A significant shift in political dynamics related to the Middle East took place in Detroit last weekend where the Presbyterian Church of the United States voted to withdraw its investments in three companies that profit from sales to organizations involved in the Israeli occupation of Palestinian lands – Caterpillar, Motorola and Hewlett-Packard.
This was a significant milestone on the path toward a critical destination that has made Palestinian-Israeli peace-making impossible: holding Israel accountable to universally accepted standards of law and morality for its occupation practices, and drawing a clear line between Western support for Israel in its pre-1967 borders and the unacceptable colonial and apartheid-like practices of the Israeli occupation of Palestinian land.

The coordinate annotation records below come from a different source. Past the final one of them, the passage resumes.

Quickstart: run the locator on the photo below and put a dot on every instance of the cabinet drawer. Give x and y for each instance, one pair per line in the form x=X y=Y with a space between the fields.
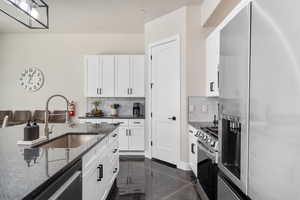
x=95 y=121
x=136 y=122
x=123 y=122
x=90 y=157
x=114 y=136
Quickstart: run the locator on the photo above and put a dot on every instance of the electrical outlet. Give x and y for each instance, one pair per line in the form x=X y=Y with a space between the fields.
x=191 y=108
x=204 y=108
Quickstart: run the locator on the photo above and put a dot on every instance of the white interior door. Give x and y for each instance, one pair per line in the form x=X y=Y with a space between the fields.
x=122 y=76
x=92 y=76
x=166 y=101
x=138 y=76
x=108 y=72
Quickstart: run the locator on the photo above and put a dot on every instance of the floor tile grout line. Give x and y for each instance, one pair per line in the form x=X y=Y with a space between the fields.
x=176 y=191
x=157 y=171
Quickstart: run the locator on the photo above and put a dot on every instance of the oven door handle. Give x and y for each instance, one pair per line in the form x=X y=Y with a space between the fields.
x=211 y=155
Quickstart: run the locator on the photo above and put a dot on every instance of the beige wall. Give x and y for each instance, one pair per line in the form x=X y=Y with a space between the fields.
x=60 y=57
x=222 y=9
x=186 y=23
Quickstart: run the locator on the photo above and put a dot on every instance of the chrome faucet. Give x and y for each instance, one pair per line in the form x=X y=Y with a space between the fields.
x=47 y=131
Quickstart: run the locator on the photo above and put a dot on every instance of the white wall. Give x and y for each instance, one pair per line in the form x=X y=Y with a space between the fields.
x=186 y=23
x=208 y=7
x=60 y=57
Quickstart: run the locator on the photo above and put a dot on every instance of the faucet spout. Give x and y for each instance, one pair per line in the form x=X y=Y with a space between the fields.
x=47 y=132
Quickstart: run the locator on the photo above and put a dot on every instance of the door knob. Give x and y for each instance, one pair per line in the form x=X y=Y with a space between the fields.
x=172 y=118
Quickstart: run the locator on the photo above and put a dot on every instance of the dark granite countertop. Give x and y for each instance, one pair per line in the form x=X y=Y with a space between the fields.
x=114 y=117
x=199 y=125
x=20 y=176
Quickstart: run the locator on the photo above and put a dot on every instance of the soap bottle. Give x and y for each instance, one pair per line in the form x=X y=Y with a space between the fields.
x=36 y=130
x=28 y=132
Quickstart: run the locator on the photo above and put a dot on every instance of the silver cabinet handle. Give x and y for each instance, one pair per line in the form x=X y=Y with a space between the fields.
x=172 y=118
x=65 y=186
x=211 y=85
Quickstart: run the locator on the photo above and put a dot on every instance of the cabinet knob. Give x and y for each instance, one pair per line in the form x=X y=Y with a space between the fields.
x=172 y=118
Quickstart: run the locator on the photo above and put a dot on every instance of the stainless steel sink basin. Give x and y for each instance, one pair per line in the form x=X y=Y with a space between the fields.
x=70 y=140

The church decision will not have any significant impact on the companies themselves, or bring about any changes in Israeli government behavior. Its significance lies in its highlighting the ugly realities of the Israeli occupation, and also in fostering serious debate about Israel and Palestine in the United States. It has broken the pro-Israel stranglehold on public discussion of the behavior and the rights of both Israelis and Palestinians according to a single, universal standard of conduct.
This vote is the culmination of nearly a decade of open discussion within the Presbyterian Church on how the moral foundations of the church should shape its actions in society, especially in situations of conflict, occupation and man-made suffering. Pro-Israeli groups have vehemently opposed the divestment decision and the debate that took place around it in recent years. I watched this process from up close two years ago when I was invited by the church to speak in favor of the divestment motion. I was shocked by the scare tactics, frequent lies and ferocity of the pro-Israeli advocates, both Jewish and Christian. These same groups are now working to discredit the church’s decision, by claiming that the vote is virtually anti-Semitic, targets all Jews, aims to harm Jews and Israel, seeks to achieve a Middle East free of Jews, and other such accusations.

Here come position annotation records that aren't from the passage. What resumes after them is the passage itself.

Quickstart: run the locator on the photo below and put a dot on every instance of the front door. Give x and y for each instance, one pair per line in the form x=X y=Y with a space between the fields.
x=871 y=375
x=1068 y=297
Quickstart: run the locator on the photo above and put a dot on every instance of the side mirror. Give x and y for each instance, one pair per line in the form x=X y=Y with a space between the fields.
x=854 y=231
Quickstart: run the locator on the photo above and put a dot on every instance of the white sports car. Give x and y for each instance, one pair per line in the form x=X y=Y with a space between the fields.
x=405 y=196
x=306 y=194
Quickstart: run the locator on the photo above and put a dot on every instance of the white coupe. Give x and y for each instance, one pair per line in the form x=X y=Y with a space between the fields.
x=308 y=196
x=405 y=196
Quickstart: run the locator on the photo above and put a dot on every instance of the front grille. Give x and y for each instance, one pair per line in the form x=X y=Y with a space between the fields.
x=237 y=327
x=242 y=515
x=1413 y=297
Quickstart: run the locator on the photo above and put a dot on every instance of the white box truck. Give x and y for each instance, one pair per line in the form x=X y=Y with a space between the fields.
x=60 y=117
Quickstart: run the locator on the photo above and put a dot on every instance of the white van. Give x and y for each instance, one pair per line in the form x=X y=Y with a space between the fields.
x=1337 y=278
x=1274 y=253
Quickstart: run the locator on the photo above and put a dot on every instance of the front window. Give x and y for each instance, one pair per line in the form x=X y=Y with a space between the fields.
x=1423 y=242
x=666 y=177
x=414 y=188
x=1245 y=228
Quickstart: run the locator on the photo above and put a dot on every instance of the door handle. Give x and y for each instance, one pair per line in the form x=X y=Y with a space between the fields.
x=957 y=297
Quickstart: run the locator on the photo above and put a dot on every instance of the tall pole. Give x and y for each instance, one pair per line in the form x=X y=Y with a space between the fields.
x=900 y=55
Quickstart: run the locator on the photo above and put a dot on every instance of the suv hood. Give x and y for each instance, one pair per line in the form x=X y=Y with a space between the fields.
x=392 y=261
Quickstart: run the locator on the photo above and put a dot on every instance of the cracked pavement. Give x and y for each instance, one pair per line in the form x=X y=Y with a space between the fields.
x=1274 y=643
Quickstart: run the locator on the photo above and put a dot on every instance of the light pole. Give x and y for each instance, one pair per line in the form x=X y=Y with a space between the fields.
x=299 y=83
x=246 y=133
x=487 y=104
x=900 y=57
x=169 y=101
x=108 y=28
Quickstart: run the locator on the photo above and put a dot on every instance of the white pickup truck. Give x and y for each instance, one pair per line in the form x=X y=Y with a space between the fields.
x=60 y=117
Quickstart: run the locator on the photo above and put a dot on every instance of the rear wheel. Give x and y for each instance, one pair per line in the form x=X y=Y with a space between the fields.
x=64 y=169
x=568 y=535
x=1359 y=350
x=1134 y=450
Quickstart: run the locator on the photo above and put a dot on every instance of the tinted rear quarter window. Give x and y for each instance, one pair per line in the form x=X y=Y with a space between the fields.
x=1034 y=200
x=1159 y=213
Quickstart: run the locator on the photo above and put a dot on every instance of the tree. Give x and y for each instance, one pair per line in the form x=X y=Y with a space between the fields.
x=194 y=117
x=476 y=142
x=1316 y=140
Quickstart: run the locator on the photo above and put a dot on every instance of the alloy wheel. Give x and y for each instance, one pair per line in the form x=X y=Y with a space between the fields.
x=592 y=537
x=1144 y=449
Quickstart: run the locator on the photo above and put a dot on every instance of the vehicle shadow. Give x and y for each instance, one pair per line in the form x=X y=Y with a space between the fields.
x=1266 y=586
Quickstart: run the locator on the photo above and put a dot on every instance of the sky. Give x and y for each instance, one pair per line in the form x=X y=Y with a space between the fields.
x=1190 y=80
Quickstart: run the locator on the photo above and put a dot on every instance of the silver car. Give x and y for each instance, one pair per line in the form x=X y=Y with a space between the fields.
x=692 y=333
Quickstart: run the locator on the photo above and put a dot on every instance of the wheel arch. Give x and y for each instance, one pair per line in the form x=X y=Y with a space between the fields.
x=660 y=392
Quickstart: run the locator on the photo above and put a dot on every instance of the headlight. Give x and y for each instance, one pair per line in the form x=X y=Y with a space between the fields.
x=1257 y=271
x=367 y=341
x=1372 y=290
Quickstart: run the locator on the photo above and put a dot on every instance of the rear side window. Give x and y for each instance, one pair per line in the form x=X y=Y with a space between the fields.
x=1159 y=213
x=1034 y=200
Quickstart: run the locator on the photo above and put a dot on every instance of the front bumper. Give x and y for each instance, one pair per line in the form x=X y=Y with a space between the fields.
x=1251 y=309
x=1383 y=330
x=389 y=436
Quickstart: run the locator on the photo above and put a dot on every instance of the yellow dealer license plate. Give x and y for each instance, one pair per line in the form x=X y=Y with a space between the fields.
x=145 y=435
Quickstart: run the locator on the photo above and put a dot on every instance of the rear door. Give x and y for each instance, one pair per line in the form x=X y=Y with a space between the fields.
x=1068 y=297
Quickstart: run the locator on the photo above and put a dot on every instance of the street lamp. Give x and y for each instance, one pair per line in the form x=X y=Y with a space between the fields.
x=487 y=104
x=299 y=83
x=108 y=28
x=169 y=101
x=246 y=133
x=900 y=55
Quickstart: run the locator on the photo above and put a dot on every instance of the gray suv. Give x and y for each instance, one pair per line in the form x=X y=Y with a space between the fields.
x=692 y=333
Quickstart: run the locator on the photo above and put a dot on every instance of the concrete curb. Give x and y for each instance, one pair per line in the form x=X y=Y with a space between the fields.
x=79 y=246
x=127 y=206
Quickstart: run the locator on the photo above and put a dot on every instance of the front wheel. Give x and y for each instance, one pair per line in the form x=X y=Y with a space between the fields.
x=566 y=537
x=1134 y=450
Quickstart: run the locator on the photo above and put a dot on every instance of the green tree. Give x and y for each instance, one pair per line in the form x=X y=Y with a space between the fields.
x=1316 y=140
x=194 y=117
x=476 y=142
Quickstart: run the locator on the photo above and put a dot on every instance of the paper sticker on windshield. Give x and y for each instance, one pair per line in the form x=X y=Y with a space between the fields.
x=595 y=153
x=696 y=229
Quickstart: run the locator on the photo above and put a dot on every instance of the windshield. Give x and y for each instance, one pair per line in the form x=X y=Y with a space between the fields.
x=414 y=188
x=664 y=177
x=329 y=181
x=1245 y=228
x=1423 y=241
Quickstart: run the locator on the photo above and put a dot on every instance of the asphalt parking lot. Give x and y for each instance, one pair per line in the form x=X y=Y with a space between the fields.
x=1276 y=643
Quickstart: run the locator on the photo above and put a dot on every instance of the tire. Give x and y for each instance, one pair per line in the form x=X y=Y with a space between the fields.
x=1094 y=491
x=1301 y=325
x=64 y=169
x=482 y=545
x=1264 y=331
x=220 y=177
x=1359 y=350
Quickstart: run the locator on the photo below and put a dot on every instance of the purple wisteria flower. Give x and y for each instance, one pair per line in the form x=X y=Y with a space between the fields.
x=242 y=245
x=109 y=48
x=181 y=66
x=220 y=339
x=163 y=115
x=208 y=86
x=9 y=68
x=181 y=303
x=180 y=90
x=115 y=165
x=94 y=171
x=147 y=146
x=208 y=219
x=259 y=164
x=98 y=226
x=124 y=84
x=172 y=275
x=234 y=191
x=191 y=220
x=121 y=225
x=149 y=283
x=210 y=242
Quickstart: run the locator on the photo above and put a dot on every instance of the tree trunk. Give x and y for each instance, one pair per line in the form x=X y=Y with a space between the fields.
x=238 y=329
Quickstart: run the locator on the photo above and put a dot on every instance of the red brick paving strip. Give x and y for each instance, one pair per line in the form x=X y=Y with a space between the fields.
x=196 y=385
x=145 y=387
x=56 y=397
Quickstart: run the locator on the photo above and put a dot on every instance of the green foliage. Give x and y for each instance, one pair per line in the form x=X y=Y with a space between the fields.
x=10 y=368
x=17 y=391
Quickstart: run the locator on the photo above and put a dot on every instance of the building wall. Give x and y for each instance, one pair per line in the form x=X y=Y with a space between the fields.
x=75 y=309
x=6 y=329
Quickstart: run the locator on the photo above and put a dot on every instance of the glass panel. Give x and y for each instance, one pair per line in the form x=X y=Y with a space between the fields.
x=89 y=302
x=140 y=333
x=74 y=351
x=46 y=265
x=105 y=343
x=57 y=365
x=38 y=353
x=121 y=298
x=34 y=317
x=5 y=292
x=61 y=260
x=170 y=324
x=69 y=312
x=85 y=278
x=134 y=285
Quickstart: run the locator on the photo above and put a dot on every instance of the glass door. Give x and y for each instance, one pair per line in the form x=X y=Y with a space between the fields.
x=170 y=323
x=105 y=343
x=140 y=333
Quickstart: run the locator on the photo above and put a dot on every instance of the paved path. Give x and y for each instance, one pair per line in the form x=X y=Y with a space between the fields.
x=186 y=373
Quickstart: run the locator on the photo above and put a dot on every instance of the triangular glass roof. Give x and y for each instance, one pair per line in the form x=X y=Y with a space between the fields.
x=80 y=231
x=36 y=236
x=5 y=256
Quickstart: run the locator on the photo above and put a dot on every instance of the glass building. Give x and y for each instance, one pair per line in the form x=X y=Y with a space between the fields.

Some of the critics of the church have resorted to intimidation and blackmail aiming to frighten pro-divestment voters, by raising the specter of anti-Semitism. This is an effort to perpetuate the prevailing mood in the United States that minimizes any serious public discussion of the moral, political and human consequences of the Israeli occupation of Palestinian lands since 1967, and blocks any meaningful political acts that show displeasure with Israel’s behavior.
The church decision is important, therefore, because it shatters this unhealthy situation, in several ways. First, it sustains an open, honest and heartfelt debate about the situation in Israel and Palestine over the past decade, both at the local community level and nationally, with pro- and anti-divestment voices offering their views.

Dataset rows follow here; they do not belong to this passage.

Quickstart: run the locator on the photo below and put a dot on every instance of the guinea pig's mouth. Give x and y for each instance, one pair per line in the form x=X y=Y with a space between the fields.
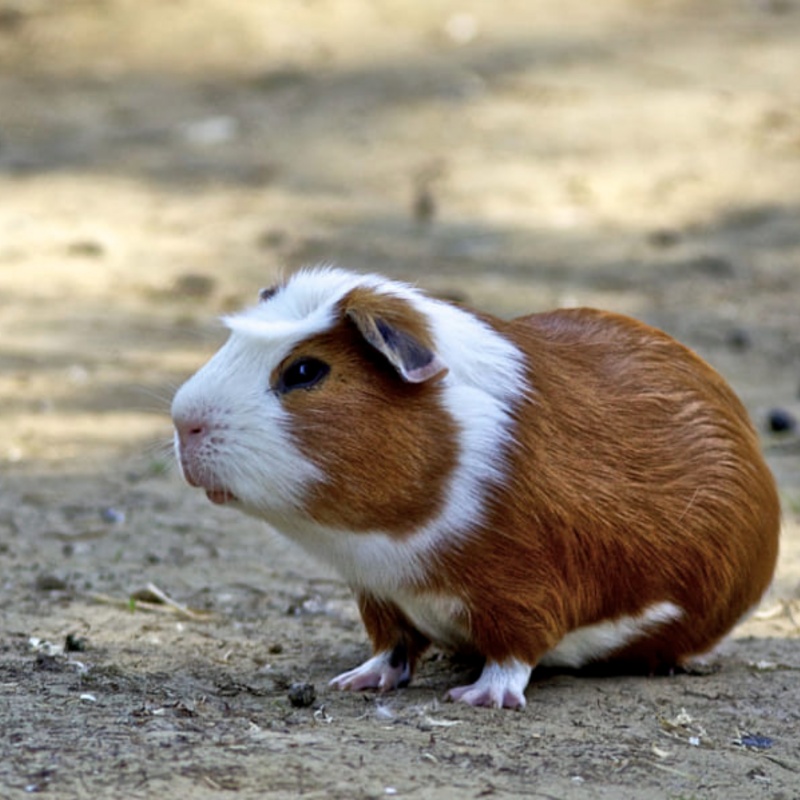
x=220 y=496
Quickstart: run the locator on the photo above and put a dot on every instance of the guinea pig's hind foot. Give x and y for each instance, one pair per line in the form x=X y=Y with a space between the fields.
x=381 y=672
x=501 y=685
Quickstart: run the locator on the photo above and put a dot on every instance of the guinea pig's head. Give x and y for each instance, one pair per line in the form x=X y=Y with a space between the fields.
x=324 y=405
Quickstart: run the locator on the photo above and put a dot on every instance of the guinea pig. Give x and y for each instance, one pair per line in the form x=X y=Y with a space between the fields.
x=560 y=489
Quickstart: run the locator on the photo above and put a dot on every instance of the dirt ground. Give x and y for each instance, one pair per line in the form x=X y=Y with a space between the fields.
x=159 y=162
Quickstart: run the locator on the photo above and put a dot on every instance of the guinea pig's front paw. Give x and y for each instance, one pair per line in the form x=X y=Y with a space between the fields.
x=499 y=686
x=377 y=672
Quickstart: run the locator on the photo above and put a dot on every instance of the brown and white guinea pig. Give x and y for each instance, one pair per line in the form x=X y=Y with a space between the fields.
x=564 y=488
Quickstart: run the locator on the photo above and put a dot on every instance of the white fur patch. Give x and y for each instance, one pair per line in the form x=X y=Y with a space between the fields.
x=595 y=642
x=256 y=460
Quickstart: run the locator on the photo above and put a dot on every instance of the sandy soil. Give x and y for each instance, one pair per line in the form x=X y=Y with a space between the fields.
x=159 y=162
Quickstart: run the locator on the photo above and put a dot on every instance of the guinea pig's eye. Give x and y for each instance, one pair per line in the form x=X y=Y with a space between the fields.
x=302 y=374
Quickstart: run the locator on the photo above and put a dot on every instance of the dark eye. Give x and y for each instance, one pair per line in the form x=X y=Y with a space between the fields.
x=302 y=374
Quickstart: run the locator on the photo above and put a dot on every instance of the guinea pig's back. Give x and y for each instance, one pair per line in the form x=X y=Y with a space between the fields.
x=638 y=457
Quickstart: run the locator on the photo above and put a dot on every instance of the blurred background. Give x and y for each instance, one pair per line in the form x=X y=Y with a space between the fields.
x=160 y=161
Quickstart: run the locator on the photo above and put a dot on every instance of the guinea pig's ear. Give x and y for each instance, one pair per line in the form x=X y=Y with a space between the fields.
x=396 y=331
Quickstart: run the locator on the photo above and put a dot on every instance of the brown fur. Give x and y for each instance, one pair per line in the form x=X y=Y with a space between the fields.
x=636 y=479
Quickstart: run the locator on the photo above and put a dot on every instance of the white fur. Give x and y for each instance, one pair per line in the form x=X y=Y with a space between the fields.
x=256 y=460
x=594 y=642
x=375 y=673
x=441 y=618
x=499 y=686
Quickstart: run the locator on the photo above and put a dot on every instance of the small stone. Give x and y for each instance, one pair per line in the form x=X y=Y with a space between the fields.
x=112 y=515
x=194 y=285
x=302 y=695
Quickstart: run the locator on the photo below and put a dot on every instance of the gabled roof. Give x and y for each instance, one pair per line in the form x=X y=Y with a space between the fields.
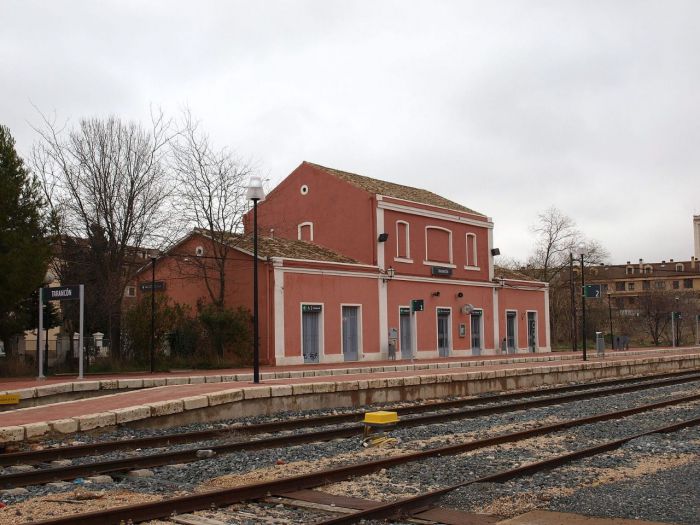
x=286 y=248
x=390 y=189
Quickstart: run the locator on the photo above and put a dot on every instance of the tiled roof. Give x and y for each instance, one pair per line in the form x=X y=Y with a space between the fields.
x=287 y=248
x=390 y=189
x=505 y=273
x=659 y=271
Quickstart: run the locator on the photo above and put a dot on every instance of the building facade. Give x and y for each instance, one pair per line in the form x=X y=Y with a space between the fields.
x=358 y=269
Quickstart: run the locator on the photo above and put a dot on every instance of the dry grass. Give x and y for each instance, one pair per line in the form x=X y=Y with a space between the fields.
x=67 y=503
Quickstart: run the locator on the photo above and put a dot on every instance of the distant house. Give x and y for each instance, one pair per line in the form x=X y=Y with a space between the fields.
x=358 y=269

Second, it has seen pro-divestment sentiment grow steadily among church members, especially among younger ones, indicating that the scare-mongering of the pro-Israel extremists has consistently failed to achieve its goal.
Third, it has articulated an active link between the moral foundations and purpose of the church and its actions around the world, offering a guide for its members and interested others to study if they wish.
Fourth, it has smashed the barriers that always made it impossible for mainstream American organizations to take practical political action to show displeasure with Israel’s cruel, colonial and criminal actions in the occupied territories.
And fifth, it has decisively made it clear that its divestment from companies that profit from the Israeli occupation is about the wrongs of the Israeli occupation – not about Israel or Jews, for whom the church has deep respect and affinity.
One of the important reasons the divestment motion passed is because the church put it in a wider context of supporting the rights of Israelis and Palestinians to live in peace and security in adjacent states. The divestment resolution also reaffirmed Israel’s right to exist as a sovereign nation within secure and internationally recognized borders, alongside a free, viable and secure Palestinian state. The church reaffirmed its commitment to interfaith dialogue and partnerships with Jews, Muslims and Christians as central to local churches’ work, and urged “all church institutions to give careful consideration to possible investments in Israel-Palestine that advance peace and improve the lives of Palestinians and Israelis.”
This is a rare public show in the United States of equitable action in a manner that is anchored in moral imperatives of faith, while also aiming to meet the best interests of both communities in Palestine and Israel. The process has gone on for the past decade, and deserves to be better understood because it offers an example of equitable, sustained action – like the anti-apartheid sanctions in South Africa – that could one day lead to a fruitful outcome for all concerned.